During World War II, until August 1944, official relations between Romania and Britain became strained. On 10 February 1940, the staff of the British Legation in Bucharest pulled out of the country, together with several other British people who were temporary residents in the capital (news correspondents, business people who felt threatened by the Legionnaires’ attacks).

In 1940, SOE (Special Operations Executive) recruited Iuliu Maniu to its ranks, together with an English petroleum engineer called Gardyne de Chastelain who, in 1940, was the manager of ‘Societatea Unirea’ and a friend of Maniu’s and Rică Georgescu’s (director of the Romanian-American branch). The group played a significant part in the anti-German resistance operations carried out in Bucharest.

Ivor Porter

A very active SOE member, also employed by the British Legation in Bucharest, was Ivor Porter - the author of Operation Autonomous (Operațiunea Autonomous, Editura Humanitas, 2008)  in which he gives a very detailed account of his time in Bucharest and his mission.

To a young man, Romania, a country so different from England - even stuck in time, one could say - was a lesson and an interesting discovery I grew very fond of, as did many others. I made friends for life with Romanian or English speakers there. The hardships before and during the War brought us closer together. Romania will remain, without a doubt, one of the life experiences which made me who I am. (interview, Oglinda literară, January 2012)

Ivor Porter arrived in Bucharest in March 1939 and took up the position of Lecturer at the University, by British Council appointment. He lived on strada Spătarului, in the house of Mrs. Arditti, who “used to have loads of English lodgers”: Mary Hartley (secretary to Archie Gibson who was a Times correspondent), Alexander Miller and Mary Vischer who worked for Astra Română, David Walker, a Daily Mirror correspondent”.
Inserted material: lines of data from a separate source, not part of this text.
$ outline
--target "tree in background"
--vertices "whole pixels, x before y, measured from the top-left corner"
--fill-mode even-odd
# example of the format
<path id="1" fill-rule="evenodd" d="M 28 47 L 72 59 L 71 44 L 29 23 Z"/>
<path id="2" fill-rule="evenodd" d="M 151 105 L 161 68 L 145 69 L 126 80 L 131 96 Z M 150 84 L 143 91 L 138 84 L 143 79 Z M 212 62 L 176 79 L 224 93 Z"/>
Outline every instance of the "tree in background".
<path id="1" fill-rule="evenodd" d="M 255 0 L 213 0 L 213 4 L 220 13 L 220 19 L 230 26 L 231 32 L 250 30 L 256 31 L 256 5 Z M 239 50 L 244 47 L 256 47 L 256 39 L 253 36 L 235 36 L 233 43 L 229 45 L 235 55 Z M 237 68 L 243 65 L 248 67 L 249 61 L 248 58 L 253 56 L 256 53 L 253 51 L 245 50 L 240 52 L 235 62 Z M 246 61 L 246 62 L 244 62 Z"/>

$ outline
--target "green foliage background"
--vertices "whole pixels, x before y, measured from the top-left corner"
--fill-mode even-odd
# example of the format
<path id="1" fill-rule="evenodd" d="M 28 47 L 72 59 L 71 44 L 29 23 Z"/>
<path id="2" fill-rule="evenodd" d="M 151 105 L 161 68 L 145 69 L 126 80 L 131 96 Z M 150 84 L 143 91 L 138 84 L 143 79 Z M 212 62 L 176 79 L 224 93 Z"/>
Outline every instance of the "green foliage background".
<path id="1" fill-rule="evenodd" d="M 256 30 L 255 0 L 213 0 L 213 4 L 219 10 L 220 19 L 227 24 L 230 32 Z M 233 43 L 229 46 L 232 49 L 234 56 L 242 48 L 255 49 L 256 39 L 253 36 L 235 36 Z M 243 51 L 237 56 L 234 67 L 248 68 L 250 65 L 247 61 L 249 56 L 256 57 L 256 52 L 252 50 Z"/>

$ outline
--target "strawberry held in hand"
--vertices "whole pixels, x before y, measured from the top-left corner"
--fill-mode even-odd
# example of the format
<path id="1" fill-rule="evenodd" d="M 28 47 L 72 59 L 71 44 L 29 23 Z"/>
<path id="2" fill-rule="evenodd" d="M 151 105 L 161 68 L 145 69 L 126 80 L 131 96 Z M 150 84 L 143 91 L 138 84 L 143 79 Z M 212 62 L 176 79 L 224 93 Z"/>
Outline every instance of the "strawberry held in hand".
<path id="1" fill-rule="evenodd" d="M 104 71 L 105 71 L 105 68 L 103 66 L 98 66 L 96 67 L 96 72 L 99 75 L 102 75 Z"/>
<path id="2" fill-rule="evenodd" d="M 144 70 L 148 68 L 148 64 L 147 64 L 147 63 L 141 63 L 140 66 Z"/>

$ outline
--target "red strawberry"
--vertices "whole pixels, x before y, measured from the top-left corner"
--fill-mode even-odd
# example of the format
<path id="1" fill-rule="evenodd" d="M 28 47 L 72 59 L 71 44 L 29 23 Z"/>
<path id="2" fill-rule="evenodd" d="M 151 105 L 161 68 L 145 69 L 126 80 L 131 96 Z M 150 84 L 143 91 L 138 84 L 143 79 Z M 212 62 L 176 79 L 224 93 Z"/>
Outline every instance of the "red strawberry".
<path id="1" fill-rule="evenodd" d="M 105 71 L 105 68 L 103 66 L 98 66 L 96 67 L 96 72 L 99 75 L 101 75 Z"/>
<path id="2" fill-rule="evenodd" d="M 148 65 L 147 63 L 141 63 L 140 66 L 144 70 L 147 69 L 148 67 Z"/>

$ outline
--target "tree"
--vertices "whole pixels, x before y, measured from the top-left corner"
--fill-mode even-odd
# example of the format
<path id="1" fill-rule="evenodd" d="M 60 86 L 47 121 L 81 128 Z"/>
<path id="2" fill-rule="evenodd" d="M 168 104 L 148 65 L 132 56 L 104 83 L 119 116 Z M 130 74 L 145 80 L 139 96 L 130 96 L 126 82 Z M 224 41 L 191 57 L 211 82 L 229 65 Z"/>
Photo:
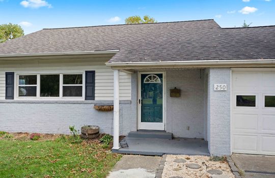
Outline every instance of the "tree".
<path id="1" fill-rule="evenodd" d="M 0 43 L 22 37 L 23 35 L 24 31 L 19 25 L 11 23 L 0 25 Z"/>
<path id="2" fill-rule="evenodd" d="M 244 28 L 246 28 L 246 27 L 249 27 L 249 26 L 250 26 L 252 23 L 252 22 L 250 23 L 250 24 L 246 24 L 246 23 L 245 23 L 245 20 L 244 20 L 244 21 L 243 21 L 243 24 L 242 24 L 242 25 L 241 25 L 241 27 L 244 27 Z"/>
<path id="3" fill-rule="evenodd" d="M 140 16 L 135 15 L 130 16 L 125 19 L 125 24 L 137 24 L 137 23 L 156 23 L 157 21 L 153 17 L 148 15 L 145 15 L 143 19 Z"/>

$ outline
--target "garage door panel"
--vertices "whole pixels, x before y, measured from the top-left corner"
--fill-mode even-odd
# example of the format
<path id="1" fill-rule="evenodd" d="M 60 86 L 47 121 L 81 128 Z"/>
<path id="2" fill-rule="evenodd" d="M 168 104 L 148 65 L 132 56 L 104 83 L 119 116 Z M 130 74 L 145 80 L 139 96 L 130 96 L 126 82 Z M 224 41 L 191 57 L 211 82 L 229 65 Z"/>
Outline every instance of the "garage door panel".
<path id="1" fill-rule="evenodd" d="M 232 152 L 275 155 L 275 70 L 256 70 L 232 72 Z"/>
<path id="2" fill-rule="evenodd" d="M 257 136 L 233 135 L 233 149 L 237 151 L 257 151 Z"/>
<path id="3" fill-rule="evenodd" d="M 262 152 L 275 153 L 275 137 L 262 136 L 261 140 Z"/>
<path id="4" fill-rule="evenodd" d="M 245 71 L 234 72 L 232 74 L 232 90 L 246 90 L 248 88 L 257 89 L 258 83 L 257 79 L 259 77 L 259 72 L 249 73 Z"/>
<path id="5" fill-rule="evenodd" d="M 263 90 L 275 89 L 275 72 L 266 71 L 263 72 L 262 86 Z"/>
<path id="6" fill-rule="evenodd" d="M 234 114 L 233 129 L 235 130 L 258 130 L 258 114 Z"/>
<path id="7" fill-rule="evenodd" d="M 275 134 L 275 115 L 262 115 L 261 130 L 271 131 Z"/>

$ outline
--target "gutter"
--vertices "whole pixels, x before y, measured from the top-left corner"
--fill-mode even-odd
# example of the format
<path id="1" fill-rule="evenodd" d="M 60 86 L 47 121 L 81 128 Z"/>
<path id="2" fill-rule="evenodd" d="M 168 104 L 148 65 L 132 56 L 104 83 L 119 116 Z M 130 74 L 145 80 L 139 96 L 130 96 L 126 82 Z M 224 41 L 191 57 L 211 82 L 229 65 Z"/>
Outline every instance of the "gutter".
<path id="1" fill-rule="evenodd" d="M 198 60 L 169 62 L 106 63 L 107 66 L 190 66 L 221 65 L 257 64 L 275 64 L 274 60 Z"/>
<path id="2" fill-rule="evenodd" d="M 119 51 L 119 49 L 115 49 L 105 51 L 70 51 L 62 52 L 41 52 L 36 53 L 0 54 L 0 59 L 4 58 L 47 57 L 50 56 L 62 56 L 70 55 L 115 54 L 118 51 Z"/>

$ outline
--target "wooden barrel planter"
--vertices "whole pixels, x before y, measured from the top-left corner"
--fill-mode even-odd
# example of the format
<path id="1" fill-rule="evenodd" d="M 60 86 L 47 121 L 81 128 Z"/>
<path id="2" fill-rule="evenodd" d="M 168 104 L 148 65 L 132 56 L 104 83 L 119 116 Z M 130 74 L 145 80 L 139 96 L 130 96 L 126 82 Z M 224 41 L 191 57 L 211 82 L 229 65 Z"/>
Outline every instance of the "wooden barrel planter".
<path id="1" fill-rule="evenodd" d="M 81 137 L 83 138 L 95 138 L 99 135 L 99 127 L 85 126 L 81 128 Z"/>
Rică Georgescu (Jockey) and Popovici’s network were arrested in August 1941. In 1943, Operation Autonomous took place. The plan was for the three agents (Ivor Porter, Colonel Gardyne de Chastelain and Captain Silviu Mețianu) to be parachuted into an area near Bucharest, with the mission of finding a way to speed up events and persuade Romania to join the Allied Powers, with the help of the political parties (especially Iuliu Maniu’s). The parachuting was supposed to happen at Ștorobăneasa, near Alexandria, on the estate of the Racottă family; on 21 December the three agents were captured in a village called Ploșca and taken to Bucharest, to the Gendarmerie headquarters at Șoseaua Ștefan cel Mare 51, where they were detained until after the events of August 1944. After 23 August 1944, Porter was invited by Rică Georgescu and his wife Lygia to live with them, in their house, at Strada Grigore Mora 14 (first floor) where Iuliu Maniu owned a flat on the ground floor, while the attic was occupied by a Russian Colonel. Later, Porter moved into a house on Strada Londra; from 1946 he joined the diplomatic service, the political section of the Foreign Office which later became a Legation, as Second Secretary; in 1948, he returned to London.